Responsabilités du dirigeant de fait
Le dirigeant de fait qui s’immisce dans la gestion de l’entreprise supporte selon les cas, les mêmes responsabilités que le dirigeant de droit, et encourt les mêmes sanctions que celui-ci sans que ces dernières n’en soient réduites. Rappelons déjà que le problème de la gestion de fait se pose dès lors qu’il y a faute engageant la responsabilité du dirigeant social. Le dirigeant de fait peut donc se voir appliquer la législation relative à l’interdiction d’exercice, à la banqueroute, ou encore à la responsabilité pour insuffisance d’actif. Il est ainsi exposé à différentes sanctions qui peuvent aller jusqu’au plan fiscal.
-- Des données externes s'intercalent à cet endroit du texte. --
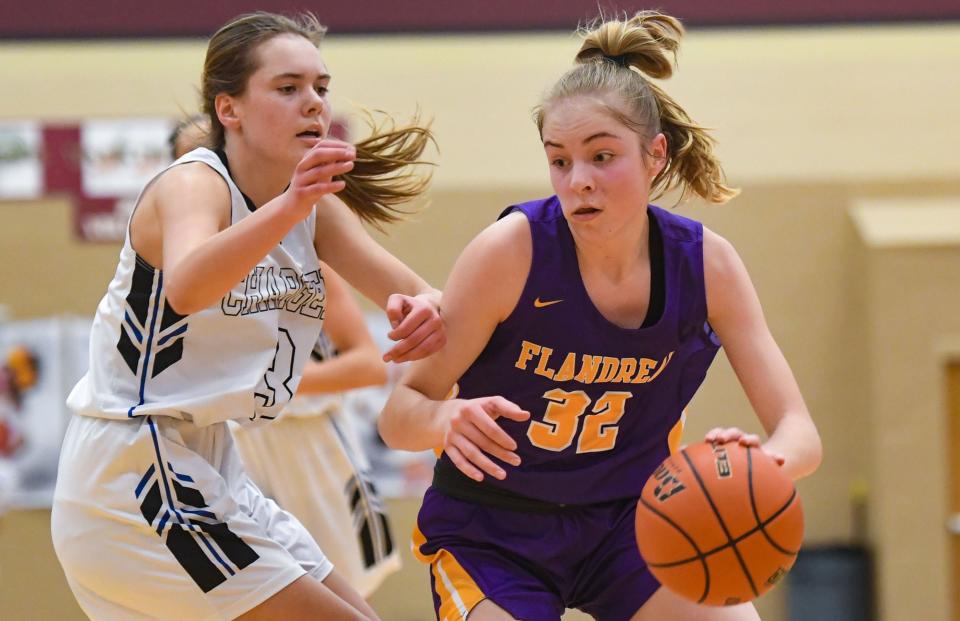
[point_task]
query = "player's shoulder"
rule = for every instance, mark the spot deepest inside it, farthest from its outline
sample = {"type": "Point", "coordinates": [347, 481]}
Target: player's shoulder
{"type": "Point", "coordinates": [195, 179]}
{"type": "Point", "coordinates": [505, 241]}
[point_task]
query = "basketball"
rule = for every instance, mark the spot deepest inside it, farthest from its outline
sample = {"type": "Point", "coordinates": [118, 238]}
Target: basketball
{"type": "Point", "coordinates": [719, 524]}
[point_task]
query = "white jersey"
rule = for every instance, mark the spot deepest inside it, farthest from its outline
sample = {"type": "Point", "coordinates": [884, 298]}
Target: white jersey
{"type": "Point", "coordinates": [239, 359]}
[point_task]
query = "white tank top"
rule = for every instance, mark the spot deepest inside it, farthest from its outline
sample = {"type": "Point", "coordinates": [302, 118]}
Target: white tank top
{"type": "Point", "coordinates": [241, 358]}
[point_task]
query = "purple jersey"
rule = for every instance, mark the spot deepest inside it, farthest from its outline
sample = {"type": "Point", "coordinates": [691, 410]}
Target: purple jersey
{"type": "Point", "coordinates": [603, 399]}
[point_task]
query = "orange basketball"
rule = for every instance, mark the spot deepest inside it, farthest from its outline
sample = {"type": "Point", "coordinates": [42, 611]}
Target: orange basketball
{"type": "Point", "coordinates": [719, 524]}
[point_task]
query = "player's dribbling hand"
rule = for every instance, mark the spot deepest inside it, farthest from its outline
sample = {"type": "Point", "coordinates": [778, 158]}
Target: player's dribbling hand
{"type": "Point", "coordinates": [313, 176]}
{"type": "Point", "coordinates": [416, 325]}
{"type": "Point", "coordinates": [722, 435]}
{"type": "Point", "coordinates": [472, 434]}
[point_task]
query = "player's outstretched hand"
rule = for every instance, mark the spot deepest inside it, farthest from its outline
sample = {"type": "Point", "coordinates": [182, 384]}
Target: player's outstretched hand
{"type": "Point", "coordinates": [722, 435]}
{"type": "Point", "coordinates": [472, 434]}
{"type": "Point", "coordinates": [417, 326]}
{"type": "Point", "coordinates": [313, 176]}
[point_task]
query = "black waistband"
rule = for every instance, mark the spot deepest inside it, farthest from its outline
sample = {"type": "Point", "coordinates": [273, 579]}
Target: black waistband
{"type": "Point", "coordinates": [448, 480]}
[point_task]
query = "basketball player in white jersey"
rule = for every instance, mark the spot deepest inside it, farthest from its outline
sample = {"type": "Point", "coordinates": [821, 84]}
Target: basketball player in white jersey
{"type": "Point", "coordinates": [310, 460]}
{"type": "Point", "coordinates": [215, 307]}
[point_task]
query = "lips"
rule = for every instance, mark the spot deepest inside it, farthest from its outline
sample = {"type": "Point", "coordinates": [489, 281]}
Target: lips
{"type": "Point", "coordinates": [583, 211]}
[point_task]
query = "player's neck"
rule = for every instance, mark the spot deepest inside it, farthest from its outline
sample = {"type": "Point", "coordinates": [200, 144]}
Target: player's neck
{"type": "Point", "coordinates": [616, 253]}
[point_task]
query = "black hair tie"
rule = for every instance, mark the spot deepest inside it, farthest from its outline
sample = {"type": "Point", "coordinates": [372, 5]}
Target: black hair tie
{"type": "Point", "coordinates": [619, 60]}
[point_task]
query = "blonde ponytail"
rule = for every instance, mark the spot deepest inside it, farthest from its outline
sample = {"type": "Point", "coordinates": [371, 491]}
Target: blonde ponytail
{"type": "Point", "coordinates": [613, 59]}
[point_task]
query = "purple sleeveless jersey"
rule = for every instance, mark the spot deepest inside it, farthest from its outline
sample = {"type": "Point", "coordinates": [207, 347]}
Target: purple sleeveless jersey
{"type": "Point", "coordinates": [603, 399]}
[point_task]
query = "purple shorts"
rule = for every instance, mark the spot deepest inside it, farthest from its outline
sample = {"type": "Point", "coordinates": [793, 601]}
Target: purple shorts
{"type": "Point", "coordinates": [533, 565]}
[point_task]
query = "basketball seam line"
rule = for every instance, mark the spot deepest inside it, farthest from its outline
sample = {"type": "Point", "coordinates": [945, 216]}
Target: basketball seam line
{"type": "Point", "coordinates": [702, 558]}
{"type": "Point", "coordinates": [747, 534]}
{"type": "Point", "coordinates": [723, 525]}
{"type": "Point", "coordinates": [756, 514]}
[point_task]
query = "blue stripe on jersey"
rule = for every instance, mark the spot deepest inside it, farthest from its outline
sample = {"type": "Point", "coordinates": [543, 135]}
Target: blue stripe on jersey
{"type": "Point", "coordinates": [176, 332]}
{"type": "Point", "coordinates": [201, 513]}
{"type": "Point", "coordinates": [163, 522]}
{"type": "Point", "coordinates": [183, 477]}
{"type": "Point", "coordinates": [144, 480]}
{"type": "Point", "coordinates": [133, 326]}
{"type": "Point", "coordinates": [172, 505]}
{"type": "Point", "coordinates": [146, 354]}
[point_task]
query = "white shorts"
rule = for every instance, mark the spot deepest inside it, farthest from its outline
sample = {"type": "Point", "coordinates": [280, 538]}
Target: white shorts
{"type": "Point", "coordinates": [314, 467]}
{"type": "Point", "coordinates": [155, 518]}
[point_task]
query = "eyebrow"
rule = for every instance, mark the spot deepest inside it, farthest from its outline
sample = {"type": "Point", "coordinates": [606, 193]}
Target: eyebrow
{"type": "Point", "coordinates": [290, 75]}
{"type": "Point", "coordinates": [550, 143]}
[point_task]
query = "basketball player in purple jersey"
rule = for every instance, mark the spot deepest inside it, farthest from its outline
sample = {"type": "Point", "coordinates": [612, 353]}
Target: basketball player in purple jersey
{"type": "Point", "coordinates": [579, 326]}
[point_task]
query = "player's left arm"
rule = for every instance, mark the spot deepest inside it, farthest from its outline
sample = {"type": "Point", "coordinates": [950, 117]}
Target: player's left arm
{"type": "Point", "coordinates": [734, 312]}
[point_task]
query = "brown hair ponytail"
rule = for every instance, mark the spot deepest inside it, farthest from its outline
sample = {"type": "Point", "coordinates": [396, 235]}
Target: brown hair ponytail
{"type": "Point", "coordinates": [381, 179]}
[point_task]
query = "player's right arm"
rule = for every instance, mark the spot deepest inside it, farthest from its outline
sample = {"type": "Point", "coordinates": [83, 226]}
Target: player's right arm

La responsabilité personnelle
Le dirigeant de fait peut être poursuivi pour faute personnelle s’il est prouvé que les faits qui lui sont reprochés sont personnelles, détachables de ses fonctions et ont conduit à l’insuffisance d’actif. Il peut alors être poursuivi pour complément de passif si la société fait l’objet de redressement ou de liquidation judiciaire (Cass., Com., 7 mars 2006, n° 04-16.536).
La responsabilité pénale
Le Code de commerce consacre en ses articles L. 241-9, L. 246-2 et L. 245-16 la solidarité des dirigeants de fait et de droit sur leurs responsabilités et les sanctions pénales qui en découlent. C’est donc à juste titre qu’en septembre 2000, la Chambre Criminelle de la Cour de cassation a condamné un dirigeant de fait pour homicide involontaire à cause du décès d’un employé, au motif que ledit dirigeant de fait aurait eu un manquement dans le cadre de la règlementation de la sécurité.
La responsabilité fiscale
Si des manœuvres frauduleuses ont été découvertes, ou si des manquements aux obligations fiscales ont rendu impossibles le recouvrement des impôts, alors le fisc peut tenir pour solidairement responsables le dirigeant de fait et celui de droit du paiement des impôts de la société en redressement fiscal.
La qualification de dirigeant de fait est donc un préjudice terrible, qui tombe brutalement sur les personnes physiques dirigeantes qui n’en avaient pourtant pas toujours consciences. La responsabilité des dirigeants d’une société n’est donc pas à négliger. Que vous pratiquiez ce rôle de manière claire ou dissimulée, consciemment ou inconsciemment, le risque pèsera tout de même sur le dirigeant de la société.